While only one in five practicing surgeons in the U.S. is female, women are entering the surgical field in increasing numbers. Women comprised 38 percent of surgical residents in 2018, but they nonetheless continue to face well-known challenges related to childbearing, with national surveys documenting pregnancy-related stigma, unmodified work schedules, brief maternity leave options, and little support for childcare and lactation needs after delivery. With many female trainees choosing to delay pregnancy until after the age of 35 — a risk factor for pregnancy complications — researchers from Brigham and Women’s Hospital and elsewhere surveyed 1,175 surgeons and surgical trainees from across the U.S. to study their or their partner’s pregnancy experiences. They found that 48 percent of surveyed female surgeons experienced major pregnancy complications, with those who operated 12-or-more hours per week during the last trimester of pregnancy at a higher risk compared to those who did not.
Their findings are published in JAMA Surgery.
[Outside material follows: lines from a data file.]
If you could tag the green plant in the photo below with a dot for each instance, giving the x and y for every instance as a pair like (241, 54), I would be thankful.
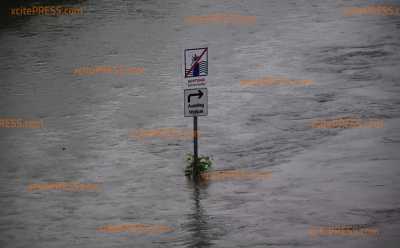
(204, 163)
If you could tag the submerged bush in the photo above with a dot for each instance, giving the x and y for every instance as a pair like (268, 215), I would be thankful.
(204, 163)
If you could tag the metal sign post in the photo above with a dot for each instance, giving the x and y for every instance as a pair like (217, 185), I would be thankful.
(196, 104)
(196, 99)
(196, 169)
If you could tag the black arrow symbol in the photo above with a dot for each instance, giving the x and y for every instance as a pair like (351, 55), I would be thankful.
(200, 94)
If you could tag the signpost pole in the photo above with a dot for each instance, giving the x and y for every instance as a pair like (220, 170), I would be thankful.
(196, 170)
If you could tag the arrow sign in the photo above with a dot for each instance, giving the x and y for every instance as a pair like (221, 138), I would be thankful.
(200, 94)
(196, 102)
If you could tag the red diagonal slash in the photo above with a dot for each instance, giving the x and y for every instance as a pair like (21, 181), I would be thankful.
(191, 68)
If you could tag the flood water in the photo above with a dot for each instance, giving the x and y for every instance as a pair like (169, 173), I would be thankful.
(320, 177)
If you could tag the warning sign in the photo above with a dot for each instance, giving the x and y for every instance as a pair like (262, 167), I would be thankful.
(196, 102)
(196, 62)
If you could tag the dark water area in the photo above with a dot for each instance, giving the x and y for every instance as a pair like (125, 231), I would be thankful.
(320, 177)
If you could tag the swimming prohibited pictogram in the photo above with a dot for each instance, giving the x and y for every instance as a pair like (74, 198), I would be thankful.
(196, 62)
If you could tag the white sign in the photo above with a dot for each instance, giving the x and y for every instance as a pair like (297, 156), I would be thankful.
(196, 102)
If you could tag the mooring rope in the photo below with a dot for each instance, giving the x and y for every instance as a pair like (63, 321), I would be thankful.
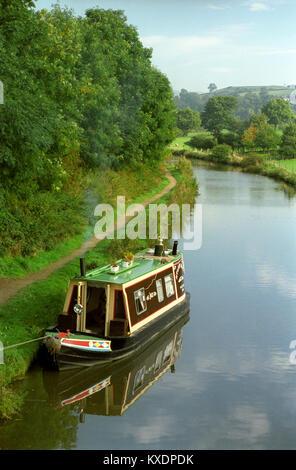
(20, 344)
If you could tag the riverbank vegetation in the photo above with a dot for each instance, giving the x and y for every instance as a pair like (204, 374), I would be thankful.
(264, 144)
(83, 108)
(26, 315)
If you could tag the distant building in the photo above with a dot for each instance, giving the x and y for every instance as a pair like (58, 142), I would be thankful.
(292, 97)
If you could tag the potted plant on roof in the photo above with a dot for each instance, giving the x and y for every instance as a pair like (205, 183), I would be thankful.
(127, 259)
(114, 267)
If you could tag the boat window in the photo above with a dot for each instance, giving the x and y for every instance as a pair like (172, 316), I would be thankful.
(74, 299)
(169, 285)
(159, 289)
(119, 311)
(140, 301)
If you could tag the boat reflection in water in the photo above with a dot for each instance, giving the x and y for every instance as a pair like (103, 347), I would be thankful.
(112, 390)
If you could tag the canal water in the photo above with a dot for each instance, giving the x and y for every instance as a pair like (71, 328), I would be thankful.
(226, 379)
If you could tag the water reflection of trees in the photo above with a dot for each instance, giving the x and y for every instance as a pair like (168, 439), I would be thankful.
(38, 425)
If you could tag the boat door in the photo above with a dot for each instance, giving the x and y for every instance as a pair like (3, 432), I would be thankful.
(96, 308)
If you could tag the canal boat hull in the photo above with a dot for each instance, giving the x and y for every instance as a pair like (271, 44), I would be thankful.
(122, 347)
(126, 380)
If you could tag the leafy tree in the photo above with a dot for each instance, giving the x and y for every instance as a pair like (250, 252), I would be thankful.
(202, 141)
(278, 111)
(221, 152)
(288, 141)
(218, 114)
(230, 138)
(248, 104)
(188, 120)
(260, 134)
(188, 99)
(249, 136)
(212, 87)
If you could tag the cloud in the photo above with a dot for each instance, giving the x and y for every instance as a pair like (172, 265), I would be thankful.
(258, 6)
(177, 46)
(216, 7)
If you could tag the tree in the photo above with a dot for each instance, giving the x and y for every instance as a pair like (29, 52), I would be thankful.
(212, 87)
(189, 99)
(288, 141)
(188, 120)
(221, 152)
(278, 111)
(202, 141)
(218, 114)
(260, 134)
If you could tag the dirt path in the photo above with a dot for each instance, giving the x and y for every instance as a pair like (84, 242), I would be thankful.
(9, 287)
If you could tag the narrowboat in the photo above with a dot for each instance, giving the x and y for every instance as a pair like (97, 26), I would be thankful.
(111, 311)
(112, 390)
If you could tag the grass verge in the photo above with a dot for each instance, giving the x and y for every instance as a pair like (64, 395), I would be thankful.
(26, 315)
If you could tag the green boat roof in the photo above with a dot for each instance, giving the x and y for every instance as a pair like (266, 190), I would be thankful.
(144, 263)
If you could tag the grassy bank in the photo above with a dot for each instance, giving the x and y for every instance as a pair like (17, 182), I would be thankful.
(280, 170)
(27, 314)
(135, 184)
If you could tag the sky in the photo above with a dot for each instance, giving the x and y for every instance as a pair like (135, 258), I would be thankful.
(197, 42)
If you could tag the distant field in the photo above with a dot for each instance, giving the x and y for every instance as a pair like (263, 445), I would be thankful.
(289, 164)
(241, 90)
(179, 142)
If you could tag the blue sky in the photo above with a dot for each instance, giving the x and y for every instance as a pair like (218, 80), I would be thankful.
(196, 42)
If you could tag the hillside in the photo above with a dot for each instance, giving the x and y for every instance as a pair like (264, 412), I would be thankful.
(274, 90)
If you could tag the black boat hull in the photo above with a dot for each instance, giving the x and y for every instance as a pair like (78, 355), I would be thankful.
(122, 347)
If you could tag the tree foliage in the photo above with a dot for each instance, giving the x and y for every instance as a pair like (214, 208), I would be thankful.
(80, 92)
(188, 120)
(288, 141)
(218, 114)
(278, 111)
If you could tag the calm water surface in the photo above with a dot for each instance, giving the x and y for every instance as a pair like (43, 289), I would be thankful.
(234, 386)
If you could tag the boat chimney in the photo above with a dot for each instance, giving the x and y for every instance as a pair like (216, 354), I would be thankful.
(82, 267)
(158, 249)
(175, 248)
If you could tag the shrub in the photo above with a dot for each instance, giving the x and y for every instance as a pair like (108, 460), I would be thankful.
(221, 153)
(202, 141)
(230, 138)
(253, 159)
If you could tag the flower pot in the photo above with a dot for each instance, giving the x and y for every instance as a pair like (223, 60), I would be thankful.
(114, 268)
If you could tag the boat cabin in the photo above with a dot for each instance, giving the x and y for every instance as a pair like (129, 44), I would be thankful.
(118, 300)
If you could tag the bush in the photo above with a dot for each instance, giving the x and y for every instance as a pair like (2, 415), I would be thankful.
(202, 142)
(221, 153)
(230, 138)
(253, 159)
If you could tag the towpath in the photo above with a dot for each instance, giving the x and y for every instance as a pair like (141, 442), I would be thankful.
(9, 287)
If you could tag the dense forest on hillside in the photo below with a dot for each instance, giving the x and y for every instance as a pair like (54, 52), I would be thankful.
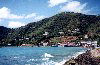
(71, 24)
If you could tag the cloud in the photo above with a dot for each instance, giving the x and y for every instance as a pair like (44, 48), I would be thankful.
(5, 13)
(15, 24)
(31, 15)
(53, 3)
(75, 6)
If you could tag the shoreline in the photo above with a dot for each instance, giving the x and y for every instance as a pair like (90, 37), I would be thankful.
(90, 57)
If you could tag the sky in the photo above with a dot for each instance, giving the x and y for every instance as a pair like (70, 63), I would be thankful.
(17, 13)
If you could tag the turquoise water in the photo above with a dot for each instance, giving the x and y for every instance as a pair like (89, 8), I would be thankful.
(37, 55)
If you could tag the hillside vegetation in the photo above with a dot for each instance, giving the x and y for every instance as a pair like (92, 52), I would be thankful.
(71, 24)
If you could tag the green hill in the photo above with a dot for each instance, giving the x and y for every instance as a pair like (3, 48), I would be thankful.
(71, 24)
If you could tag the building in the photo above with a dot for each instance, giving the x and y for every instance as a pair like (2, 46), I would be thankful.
(89, 44)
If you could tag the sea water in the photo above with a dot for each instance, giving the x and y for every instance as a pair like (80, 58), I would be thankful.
(38, 55)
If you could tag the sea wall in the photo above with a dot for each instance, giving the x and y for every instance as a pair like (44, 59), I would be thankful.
(88, 58)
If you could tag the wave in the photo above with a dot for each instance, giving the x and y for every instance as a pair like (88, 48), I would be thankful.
(69, 57)
(46, 55)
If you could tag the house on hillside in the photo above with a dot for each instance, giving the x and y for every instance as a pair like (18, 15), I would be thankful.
(89, 44)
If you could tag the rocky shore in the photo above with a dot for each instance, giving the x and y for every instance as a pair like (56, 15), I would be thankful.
(88, 58)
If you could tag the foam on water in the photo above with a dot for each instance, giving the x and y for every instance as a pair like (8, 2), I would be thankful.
(47, 55)
(50, 62)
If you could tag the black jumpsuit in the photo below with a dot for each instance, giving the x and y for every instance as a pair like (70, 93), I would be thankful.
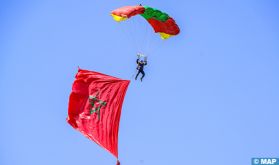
(140, 69)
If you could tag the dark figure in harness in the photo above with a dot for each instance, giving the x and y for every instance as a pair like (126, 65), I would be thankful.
(140, 67)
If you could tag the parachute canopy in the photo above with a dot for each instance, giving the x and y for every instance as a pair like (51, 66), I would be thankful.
(161, 22)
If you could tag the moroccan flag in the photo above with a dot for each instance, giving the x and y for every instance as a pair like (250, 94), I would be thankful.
(95, 105)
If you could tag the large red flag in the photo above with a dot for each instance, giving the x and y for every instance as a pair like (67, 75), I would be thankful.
(95, 107)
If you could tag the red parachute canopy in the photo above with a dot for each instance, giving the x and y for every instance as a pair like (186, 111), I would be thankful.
(95, 105)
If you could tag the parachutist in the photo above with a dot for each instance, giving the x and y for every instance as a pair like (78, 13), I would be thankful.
(140, 67)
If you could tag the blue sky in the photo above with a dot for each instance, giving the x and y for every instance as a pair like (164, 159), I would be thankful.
(210, 95)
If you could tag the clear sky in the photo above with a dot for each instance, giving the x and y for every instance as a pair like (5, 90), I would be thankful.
(210, 95)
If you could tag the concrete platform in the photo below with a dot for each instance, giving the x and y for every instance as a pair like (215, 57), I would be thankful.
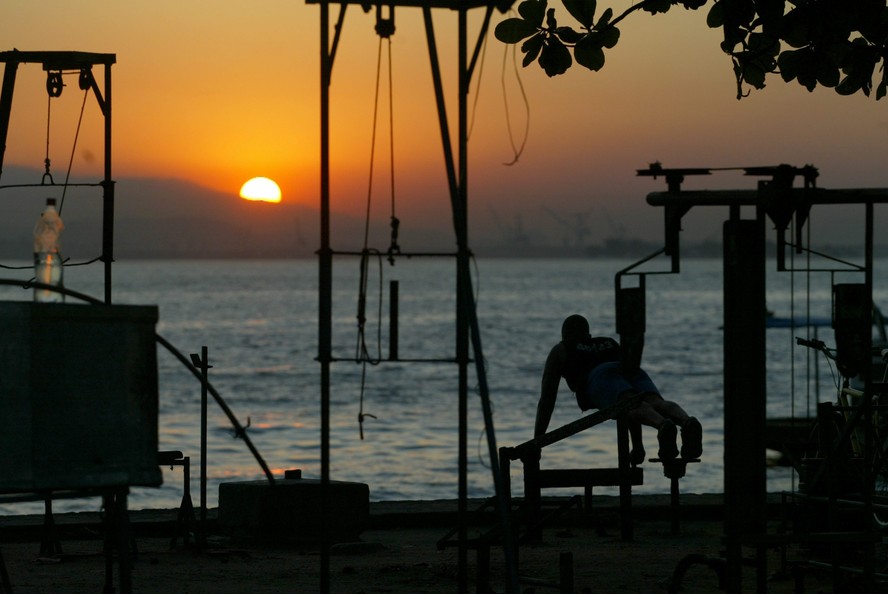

“The way female surgeons are having children today makes them inherently a high-risk pregnancy group,” said corresponding author Erika L. Rangel, MD, MS, of the Division of General and Gastrointestinal Surgery. “In addition to long working hours, giving birth after age 35 and multiple gestation — which is associated with increased use of assisted reproductive technologies — is a risk factor for having major pregnancy complications, including preterm birth and conditions related to placental dysfunction.”
The researchers found that over half (57 percent) of female surgeons worked more than 60 hours per week during pregnancy and over a third (37 percent) took more than six overnight calls. Of the 42 percent of women who experienced a miscarriage — a rate twice that of the general population — three-quarters took no days off of work afterwards.
“As a woman reaches her third trimester, she should not be in the operating room for more than 12 hours a week,” Rangel said. “That workload should be offset by colleagues in a fair way so that it does not add to the already-existing stigma that people face in asking for help, which is unfortunately not a part of our surgical culture.”
The authors developed their survey with the input of surgeons, obstetricians, and gynecologists, distributing it electronically to a variety of surgical societies and practices. Male and female surgeons were asked to respond, with nonchildbearing surgeons answering questions regarding their partners’ pregnancies. Overall, female surgeons had 1.7 greater odds than female nonsurgeon partners of experiencing major pregnancy complications, along with greater odds of musculoskeletal disorders, non-elective cesarean delivery, and postpartum depression, which was reported by 11 percent of female surgeons.
“The data we have accumulated is useful because it helps institutions understand the need to invest in a top-down campaign to support pregnant surgeons and change the culture surrounding childbearing,” Rangel said. “We need to start with policy changes at the level of residency programs, to make it easier and more acceptable for women to have children when it’s healthier, while also changing policies within surgical departments. It is a brief period of time that a woman is pregnant, but supporting them is an investment in a surgeon who will continue to practice for another 25 or 30 years.”
Funding for this work was provided by the Brigham and Women’s Hospital Department of Surgery Robert T. Osteen Junior Fellowship award.